TV will go through a number of changes as a medium for entertainment and advertising in the next few years. As the line between “digital video” and “television” blur, strategies to put the best of both to work for driving sales will become the norm, concludes the report.
This causes angst for marketers, whose job is to make the best marketing and media investments to drive sales. The old guard of TV and other mass media used to deliver valuable reach and immediacy, but this works less well to an audience whose attention fractured across dozens of programming networks, multiple devices, and the rapid growth of digital video options.
Conversely, digital is more measurable and targetable, but the work required relative to the reach provided is hard to justify, as the options for where to place a digital video ad, which creative to use, and how to scale the effort are still art, not science. The result: marketers are all over the map when it comes to optimizing the balance between TV and digital video advertising.

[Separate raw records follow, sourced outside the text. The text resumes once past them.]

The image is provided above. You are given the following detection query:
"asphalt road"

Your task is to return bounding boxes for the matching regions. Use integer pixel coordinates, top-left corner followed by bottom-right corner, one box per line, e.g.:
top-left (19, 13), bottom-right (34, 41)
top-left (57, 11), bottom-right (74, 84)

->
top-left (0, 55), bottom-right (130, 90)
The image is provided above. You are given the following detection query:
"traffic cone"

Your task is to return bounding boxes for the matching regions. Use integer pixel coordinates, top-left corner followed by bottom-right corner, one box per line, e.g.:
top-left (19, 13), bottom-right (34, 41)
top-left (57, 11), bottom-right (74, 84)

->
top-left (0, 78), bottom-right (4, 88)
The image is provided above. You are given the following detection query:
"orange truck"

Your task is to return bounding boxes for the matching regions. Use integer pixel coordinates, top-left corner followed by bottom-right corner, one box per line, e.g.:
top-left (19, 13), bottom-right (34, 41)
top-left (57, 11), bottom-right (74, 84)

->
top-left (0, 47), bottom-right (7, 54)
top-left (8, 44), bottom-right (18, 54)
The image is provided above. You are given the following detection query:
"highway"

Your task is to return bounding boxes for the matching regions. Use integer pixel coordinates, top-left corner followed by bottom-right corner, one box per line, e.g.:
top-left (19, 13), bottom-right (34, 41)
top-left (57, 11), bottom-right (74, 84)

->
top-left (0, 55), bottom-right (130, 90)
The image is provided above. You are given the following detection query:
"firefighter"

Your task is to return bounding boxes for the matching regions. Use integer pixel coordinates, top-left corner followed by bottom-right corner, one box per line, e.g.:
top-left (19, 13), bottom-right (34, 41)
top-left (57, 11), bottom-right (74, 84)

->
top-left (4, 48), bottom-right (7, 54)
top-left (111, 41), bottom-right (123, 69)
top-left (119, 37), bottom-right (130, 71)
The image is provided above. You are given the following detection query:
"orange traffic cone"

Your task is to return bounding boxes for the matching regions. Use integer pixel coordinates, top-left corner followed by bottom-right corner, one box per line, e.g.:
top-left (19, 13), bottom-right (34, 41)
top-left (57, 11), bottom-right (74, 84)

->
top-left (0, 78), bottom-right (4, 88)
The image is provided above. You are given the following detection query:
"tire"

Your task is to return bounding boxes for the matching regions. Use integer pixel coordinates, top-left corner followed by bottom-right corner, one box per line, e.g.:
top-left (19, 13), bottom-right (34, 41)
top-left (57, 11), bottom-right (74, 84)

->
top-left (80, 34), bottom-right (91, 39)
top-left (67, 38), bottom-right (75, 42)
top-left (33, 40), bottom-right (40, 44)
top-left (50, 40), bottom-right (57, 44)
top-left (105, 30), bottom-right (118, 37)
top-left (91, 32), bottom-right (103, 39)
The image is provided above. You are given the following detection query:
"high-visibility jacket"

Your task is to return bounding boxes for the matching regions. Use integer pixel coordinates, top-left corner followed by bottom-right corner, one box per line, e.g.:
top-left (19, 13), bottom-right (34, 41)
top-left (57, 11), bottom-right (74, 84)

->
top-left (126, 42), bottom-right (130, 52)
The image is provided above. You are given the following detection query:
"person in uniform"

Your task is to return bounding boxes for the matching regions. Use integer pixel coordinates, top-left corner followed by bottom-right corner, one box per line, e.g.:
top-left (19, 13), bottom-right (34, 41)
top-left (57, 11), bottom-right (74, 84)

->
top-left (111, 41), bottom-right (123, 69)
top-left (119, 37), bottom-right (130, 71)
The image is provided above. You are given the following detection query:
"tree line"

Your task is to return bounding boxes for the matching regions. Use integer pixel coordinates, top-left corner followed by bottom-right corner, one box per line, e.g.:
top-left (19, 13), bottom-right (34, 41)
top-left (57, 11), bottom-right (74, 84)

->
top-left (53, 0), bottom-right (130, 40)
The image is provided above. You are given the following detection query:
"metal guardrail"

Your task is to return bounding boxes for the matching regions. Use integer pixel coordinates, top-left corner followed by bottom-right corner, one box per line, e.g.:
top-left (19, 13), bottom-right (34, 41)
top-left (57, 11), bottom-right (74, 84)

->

The key for marketers, then, will be the development of an optimized, cross-platform and integrated strategy, centered on where each unique target audience spends time. Modern media strategy is built upon the fundamentals of how customers interact with businesses, not just where they get a brand message.

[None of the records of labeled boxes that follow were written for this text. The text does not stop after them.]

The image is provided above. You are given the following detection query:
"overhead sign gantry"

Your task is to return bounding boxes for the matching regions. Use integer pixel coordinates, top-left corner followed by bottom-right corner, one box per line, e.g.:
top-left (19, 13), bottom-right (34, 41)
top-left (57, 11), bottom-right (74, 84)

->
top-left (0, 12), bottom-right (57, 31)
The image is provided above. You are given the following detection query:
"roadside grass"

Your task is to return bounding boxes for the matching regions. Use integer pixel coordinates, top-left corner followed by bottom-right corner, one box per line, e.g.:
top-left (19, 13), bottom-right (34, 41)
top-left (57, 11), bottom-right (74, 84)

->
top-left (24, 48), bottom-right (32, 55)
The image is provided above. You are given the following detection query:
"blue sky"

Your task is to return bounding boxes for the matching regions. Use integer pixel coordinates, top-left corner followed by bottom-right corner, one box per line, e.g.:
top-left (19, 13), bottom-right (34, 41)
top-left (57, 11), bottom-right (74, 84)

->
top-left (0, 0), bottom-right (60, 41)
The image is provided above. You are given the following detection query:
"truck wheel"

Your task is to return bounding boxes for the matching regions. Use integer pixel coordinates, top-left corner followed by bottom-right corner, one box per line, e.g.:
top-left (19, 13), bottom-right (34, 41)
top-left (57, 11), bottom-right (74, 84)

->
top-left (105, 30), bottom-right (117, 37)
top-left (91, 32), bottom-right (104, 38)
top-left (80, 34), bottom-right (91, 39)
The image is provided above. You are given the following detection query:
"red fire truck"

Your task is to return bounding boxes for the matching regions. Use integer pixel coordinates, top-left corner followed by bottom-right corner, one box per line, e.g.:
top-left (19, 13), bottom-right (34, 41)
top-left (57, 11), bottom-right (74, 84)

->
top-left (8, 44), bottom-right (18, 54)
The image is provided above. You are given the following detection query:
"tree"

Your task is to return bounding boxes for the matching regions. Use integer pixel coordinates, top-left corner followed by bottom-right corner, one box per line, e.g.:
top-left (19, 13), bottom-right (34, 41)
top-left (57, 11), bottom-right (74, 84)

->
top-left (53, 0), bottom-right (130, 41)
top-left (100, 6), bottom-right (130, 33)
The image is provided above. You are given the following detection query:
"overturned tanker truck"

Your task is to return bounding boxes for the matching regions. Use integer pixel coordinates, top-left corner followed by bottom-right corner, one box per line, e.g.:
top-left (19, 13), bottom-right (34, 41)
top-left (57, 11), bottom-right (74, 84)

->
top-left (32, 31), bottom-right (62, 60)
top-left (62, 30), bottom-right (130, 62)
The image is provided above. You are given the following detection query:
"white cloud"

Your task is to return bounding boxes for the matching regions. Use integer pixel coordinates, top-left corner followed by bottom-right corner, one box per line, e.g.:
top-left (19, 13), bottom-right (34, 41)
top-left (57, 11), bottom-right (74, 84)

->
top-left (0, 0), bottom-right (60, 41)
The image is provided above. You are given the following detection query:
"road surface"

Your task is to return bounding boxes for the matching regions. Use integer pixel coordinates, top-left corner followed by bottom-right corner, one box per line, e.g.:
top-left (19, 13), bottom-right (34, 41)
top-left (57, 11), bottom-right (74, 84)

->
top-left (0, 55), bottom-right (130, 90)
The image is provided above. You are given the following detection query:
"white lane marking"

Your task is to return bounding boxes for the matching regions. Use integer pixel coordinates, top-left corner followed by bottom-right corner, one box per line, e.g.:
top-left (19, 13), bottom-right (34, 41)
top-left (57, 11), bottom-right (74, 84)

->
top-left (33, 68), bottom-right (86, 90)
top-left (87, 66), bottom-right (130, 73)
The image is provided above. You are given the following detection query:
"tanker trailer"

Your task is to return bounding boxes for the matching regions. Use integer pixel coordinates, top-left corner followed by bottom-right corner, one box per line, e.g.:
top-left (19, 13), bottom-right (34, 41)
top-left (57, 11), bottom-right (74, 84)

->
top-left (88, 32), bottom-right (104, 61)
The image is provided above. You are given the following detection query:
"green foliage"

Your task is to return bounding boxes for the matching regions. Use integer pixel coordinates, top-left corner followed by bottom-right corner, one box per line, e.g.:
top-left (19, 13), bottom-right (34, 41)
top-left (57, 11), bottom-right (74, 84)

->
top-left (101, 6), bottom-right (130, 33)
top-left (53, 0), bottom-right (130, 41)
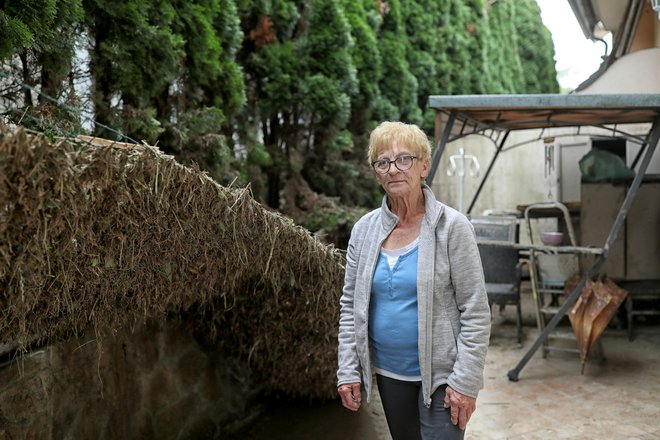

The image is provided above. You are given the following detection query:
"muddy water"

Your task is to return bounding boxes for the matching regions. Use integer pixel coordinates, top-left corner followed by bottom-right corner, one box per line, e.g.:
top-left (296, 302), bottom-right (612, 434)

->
top-left (244, 393), bottom-right (391, 440)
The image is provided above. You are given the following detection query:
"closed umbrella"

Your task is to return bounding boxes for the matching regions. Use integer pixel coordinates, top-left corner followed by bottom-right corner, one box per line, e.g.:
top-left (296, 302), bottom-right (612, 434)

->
top-left (565, 277), bottom-right (628, 372)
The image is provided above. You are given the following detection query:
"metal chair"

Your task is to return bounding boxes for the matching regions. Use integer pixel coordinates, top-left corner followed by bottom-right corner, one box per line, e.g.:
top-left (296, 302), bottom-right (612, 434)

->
top-left (471, 216), bottom-right (522, 345)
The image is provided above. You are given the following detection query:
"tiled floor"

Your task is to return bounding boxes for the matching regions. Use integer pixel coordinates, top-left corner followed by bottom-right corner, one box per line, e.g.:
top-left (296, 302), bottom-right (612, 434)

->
top-left (466, 282), bottom-right (660, 440)
top-left (249, 286), bottom-right (660, 440)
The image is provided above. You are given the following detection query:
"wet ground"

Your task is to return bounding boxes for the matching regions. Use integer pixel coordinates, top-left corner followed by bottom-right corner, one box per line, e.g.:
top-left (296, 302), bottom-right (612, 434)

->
top-left (246, 282), bottom-right (660, 440)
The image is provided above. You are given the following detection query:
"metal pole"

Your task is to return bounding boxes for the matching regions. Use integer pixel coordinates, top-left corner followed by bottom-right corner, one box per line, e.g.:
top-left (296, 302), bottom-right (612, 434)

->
top-left (507, 118), bottom-right (660, 382)
top-left (467, 130), bottom-right (511, 214)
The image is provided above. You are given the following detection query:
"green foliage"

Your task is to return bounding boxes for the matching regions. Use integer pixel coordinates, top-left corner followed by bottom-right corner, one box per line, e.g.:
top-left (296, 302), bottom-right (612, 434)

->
top-left (0, 0), bottom-right (558, 246)
top-left (514, 0), bottom-right (559, 93)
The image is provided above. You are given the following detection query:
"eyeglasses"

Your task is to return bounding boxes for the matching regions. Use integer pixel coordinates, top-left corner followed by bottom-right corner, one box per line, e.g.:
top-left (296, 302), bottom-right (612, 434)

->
top-left (371, 155), bottom-right (417, 174)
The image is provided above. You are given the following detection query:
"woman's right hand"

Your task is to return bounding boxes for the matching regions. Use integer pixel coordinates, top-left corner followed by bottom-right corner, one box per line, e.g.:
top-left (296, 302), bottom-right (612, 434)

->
top-left (337, 383), bottom-right (362, 411)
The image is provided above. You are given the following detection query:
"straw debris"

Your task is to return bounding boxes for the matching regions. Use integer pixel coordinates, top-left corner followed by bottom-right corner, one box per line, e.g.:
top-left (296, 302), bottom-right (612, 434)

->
top-left (0, 128), bottom-right (344, 397)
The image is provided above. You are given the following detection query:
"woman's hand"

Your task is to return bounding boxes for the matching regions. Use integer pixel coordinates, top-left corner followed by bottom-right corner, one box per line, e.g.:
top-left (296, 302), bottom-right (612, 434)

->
top-left (444, 386), bottom-right (477, 429)
top-left (337, 383), bottom-right (362, 411)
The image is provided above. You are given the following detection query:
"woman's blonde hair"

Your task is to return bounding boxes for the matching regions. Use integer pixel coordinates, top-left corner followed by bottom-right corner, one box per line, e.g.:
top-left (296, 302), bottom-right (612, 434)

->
top-left (367, 121), bottom-right (431, 164)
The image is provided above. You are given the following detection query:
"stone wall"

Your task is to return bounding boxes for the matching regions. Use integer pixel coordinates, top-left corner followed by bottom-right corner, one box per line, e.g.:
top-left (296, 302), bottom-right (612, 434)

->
top-left (0, 323), bottom-right (259, 439)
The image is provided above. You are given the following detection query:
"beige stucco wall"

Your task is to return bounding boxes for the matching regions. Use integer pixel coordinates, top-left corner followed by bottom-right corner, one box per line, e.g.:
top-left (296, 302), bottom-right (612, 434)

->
top-left (431, 124), bottom-right (660, 215)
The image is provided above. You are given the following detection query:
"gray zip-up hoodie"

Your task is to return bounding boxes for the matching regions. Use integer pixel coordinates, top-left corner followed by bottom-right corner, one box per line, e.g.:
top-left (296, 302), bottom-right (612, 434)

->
top-left (337, 185), bottom-right (490, 406)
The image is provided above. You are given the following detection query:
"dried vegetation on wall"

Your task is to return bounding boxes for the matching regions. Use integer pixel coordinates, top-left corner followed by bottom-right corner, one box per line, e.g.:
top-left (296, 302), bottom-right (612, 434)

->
top-left (0, 128), bottom-right (344, 397)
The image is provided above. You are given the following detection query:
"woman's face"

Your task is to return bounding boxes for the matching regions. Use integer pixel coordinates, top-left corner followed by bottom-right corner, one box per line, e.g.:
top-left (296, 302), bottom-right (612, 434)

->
top-left (376, 142), bottom-right (429, 197)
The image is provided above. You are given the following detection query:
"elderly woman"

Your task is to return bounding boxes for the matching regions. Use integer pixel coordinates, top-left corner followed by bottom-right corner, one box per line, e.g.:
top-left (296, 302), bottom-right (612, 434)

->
top-left (337, 122), bottom-right (490, 440)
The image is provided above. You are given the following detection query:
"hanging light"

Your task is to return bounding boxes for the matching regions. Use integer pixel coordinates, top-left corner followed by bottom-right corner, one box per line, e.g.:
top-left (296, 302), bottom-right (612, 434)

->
top-left (651, 0), bottom-right (660, 20)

In the US, digital video advertising expenditures are exploding: Digital video ad spending is estimated at $6 billion this year, growing around 42% annually. However, the actual dollars spent in TV still greatly trumps digital video. TV advertising dollars in the US were approximately $76 billion in 2014 and still growing just over 3% annually.
CMO Club members point to change on the horizon. Traditional sources like Nielsen, dependence on TV, and reliance on agency advice are all in flux, says the report.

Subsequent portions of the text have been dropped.